Editorial: Common Application should reinstate choice for personal essay
Published: Friday, October 26, 2012
Updated: Friday, October 26, 2012 00:10
The decision “was met with gasps” from the audience at the National Association for College Admissions Counselors, reported The Chronicle of Higher Education. That’s right: the Common Application will no longer utilize the “topic of your choice” essay option. The change – which will take effect starting next fall and does not affect those high school seniors still applying – is the wrong choice. By removing the application element with the most room for personal expression, creativity and self-representation, colleges are eliminating the component providing the best opportunity for the holistic review that institutions claim to desire. Outcry around the country has generally centered on the same basic idea.
The other sections of the application almost all involve strict numeric or statistical evaluations: grade point average, class rank, SAT scores, course grades and the like. Though at least the Common App is retaining the résumé portion, another application component that allows for a more qualitative rather than quantitative analysis, right? Actually, at the exact same announcement, the Common App announced it will also be eliminating the ability to upload a résumé.

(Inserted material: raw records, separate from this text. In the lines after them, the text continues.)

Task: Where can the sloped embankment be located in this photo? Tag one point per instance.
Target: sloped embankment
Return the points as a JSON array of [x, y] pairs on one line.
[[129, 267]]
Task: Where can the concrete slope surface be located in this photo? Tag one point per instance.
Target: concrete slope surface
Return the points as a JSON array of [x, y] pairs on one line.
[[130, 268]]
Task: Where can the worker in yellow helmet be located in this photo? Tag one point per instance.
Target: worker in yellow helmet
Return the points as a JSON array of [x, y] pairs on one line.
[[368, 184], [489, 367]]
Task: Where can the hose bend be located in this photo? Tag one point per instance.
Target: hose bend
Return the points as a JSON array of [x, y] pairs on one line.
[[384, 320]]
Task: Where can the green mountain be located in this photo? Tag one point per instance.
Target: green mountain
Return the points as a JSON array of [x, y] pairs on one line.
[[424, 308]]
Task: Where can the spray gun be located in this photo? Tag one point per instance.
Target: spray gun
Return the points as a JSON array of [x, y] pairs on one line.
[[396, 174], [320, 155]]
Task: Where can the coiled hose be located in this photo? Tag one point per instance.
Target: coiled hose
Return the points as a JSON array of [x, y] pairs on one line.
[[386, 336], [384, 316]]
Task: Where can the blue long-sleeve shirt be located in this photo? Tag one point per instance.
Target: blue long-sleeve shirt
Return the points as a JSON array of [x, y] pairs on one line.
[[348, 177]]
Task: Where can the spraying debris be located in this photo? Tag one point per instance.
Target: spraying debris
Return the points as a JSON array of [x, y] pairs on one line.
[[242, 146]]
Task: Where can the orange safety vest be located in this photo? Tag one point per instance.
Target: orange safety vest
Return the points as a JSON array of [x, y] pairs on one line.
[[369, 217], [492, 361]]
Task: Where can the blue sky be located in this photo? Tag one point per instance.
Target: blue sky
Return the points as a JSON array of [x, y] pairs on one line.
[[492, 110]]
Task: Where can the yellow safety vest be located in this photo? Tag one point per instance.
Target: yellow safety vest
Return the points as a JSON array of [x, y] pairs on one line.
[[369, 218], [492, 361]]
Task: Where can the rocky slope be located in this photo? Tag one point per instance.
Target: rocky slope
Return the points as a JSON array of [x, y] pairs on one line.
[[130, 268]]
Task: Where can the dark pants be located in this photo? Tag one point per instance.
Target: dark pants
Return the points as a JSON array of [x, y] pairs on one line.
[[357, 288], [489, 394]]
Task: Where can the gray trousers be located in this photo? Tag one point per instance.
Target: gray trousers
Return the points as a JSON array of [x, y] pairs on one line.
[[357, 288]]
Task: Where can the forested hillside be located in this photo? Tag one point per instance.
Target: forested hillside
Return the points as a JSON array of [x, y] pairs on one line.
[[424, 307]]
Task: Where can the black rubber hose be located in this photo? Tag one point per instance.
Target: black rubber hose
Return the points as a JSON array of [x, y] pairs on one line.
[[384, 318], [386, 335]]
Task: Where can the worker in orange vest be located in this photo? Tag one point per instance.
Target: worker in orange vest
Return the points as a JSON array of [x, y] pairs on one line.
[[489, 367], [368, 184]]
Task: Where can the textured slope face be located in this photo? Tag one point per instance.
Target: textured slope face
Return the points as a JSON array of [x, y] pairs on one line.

To be clear, the five listed essay topics (one of which must be selected) are not all bad. One asks the applicant to “Evaluate a significant experience, achievement, risk you have taken, or ethical dilemma you have faced and its impact on you.” Another asks you to “Discuss some issue of personal, local, national, or international concern and its importance to you.” A third says “Indicate a person who has had a significant influence on you, and describe that influence.”
An additional question states “Describe a character in fiction, a historical figure, or a creative work (as in art, music, science, etc.) that has had an influence on you, and explain that influence.” And the final question asks “Given your personal background, describe an experience that illustrates what you would bring to the diversity in a college community or an encounter that demonstrated the importance of diversity to you.”
Still, many students feel that the information or story they most wanted to convey to their dream school is not covered by any of those prompts. Why should prospective applicants be limited to answering one of five choices? And why should college admissions officers be subjected to reading the same types of answers over and over and over again? The Common Application has proved a useful tool for streamlining the application process, with UConn joining last year and 37 new members jumping on board this year, for a grand total of 488. If an individual school wants to opt out of allowing the “topic of your choice” essay option, that should be their right. But for the Common Application to remove it wholesale, when most top schools are now using their service for their applications, is a mistake.